Pour une assemblée, ce n’est pas du tout le cas : il y a beaucoup plus de candidats, et infiniment plus d’issues possibles, avec énormément de combinaisons proches les unes des autres. C’est pourquoi le problème de votre proposition, et de celle à l’origine de ce sujet, est que les mentions mises par un électeur ne répondent pas vraiment à une question.
Et on ne peut pas décemment leur proposer l’ensemble des combinaisons possibles (ni même de les classer d’ailleurs) : ça serait un nombre astronomique totalement impossible à juger chacun, ça aboutirait inévitablement à des égalités, à nécessiter un nombre astronomique lui aussi de mentions, le résultat serait très aléatoire, et même s’il correspondait à la préférence d’une majorité, l’assemblée qui en ressortirerait n’aurait aucune garantie d’être représentative et de respecter le principe d’égalité des voix.
Et c’est pourquoi cette affirmation n’est pas nécessairement vraie, même pour un électeur rationnel. Vous oubliez sur ce point qu’un électeur ne cherche pas nécessairement à obtenir une assemblée composée monolithement d’une seule liste, même pour un même sujet il peut vouloir une certaine nuance, par exemple en recherchant un certain équilibre qui sera favorable au débat parlementaire et à la fabrique de la loi.
Bref reprenons votre type de propositions @GrothenDitQue :
- Combien de « assez bien » valent 1 « excellent » ?
- L’écart entre « bien » et « passable » est-il supérieur, inférieur ou égal, et dans quelles proportions, à celui entre « passable » et « à rejeter », ou entre « assez bien » et « très bien » ?

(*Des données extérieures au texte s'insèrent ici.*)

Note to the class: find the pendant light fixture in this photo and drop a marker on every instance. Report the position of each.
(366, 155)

- Combien de sièges vaut « bien », ou combien de « bien » vaut combien de sièges ?
Vous voyez que l’une comme l’autre de ces questions (que vous preniez la moyenne ou apparenté, ou la médiane ou apparenté) n’ont pas de sens, tout du moins pas de réponses intrinsèques, et c’est précisément pour cela que les propositions, dans votre discussion, comme à l’origine de ce sujet, changent si facilement et ne sont absolument pas intuitives, précisément car elles ne le sont pas, si l’électeur n’a pas eu sous les yeux marquer comment les mentions sont transformées en points ou en proportion de l’assemblée, il ne peut pas les deviner.

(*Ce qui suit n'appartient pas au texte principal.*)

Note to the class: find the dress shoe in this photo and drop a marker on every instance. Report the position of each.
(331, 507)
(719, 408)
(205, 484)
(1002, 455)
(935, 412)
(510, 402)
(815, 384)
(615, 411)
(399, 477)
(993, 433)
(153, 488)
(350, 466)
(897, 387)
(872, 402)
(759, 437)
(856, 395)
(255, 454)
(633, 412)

Or dans le jugement majoritaire (ou dans un préférendum, c’est-à-dire un référendum qui voit s’affronter plusieurs propositions alternatives qui sont incompatibles), on peut y répondre très facilement : chaque voix vaut autant, 1 « assez bien » tendra à rapprocher la mention majoritaire d’un candidat vers « assez bien », donc fera autant monter un candidat avec une mention majoritaire inférieure à « assez bien », que celui qui l’a jugé « excellent ». Cependant au-delà d’ « assez bien », ces 2 électeurs divergent : celui qui l’a jugé « excellent » la fait toujours monter d’autant, tandis que celui qui l’a jugé « assez bien » la fait redescendre vers « assez bien ». Quant à l’écart entre des mentions, pour chaque candidature à juger, c’est la proportion d’électeurs ayant mis des mentions entre les deux mentions. Comme il n’y a qu’un vainqueur, la troisième question ne se pose pas.

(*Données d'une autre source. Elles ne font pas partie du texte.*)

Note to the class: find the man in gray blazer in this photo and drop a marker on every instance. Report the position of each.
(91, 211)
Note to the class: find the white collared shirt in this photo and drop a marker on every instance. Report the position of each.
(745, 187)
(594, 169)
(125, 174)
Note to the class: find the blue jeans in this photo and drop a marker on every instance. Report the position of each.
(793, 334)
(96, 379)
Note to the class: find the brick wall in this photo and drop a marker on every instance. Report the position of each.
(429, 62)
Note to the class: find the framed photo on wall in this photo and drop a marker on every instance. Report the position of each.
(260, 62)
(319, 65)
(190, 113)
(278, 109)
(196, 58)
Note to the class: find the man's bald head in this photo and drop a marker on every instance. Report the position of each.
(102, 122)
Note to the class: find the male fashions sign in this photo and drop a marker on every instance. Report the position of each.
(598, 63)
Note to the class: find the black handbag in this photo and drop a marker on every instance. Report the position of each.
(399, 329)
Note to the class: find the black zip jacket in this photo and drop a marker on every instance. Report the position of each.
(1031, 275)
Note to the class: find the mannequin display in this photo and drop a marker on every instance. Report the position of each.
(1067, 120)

Je vous propose donc une autre définition de l’arbitraire : les mécanismes qui sont injustifiés, qui ne sont pas déductibles que par la description des effets attendus du mode de scrutin. Et le pouvoir arbitraire (« discrétionnaire » semble pas assez fort d’après cette déf) étant ce qui décidé sans justification ni critère légal/administratif par tout acteur autre que l’électeur pour son vote (puisque lui est démocratiquement souverain, et tire sa légitimité de sa citoyenneté selon la théorie du droit social choisie, mais bref je m’égare).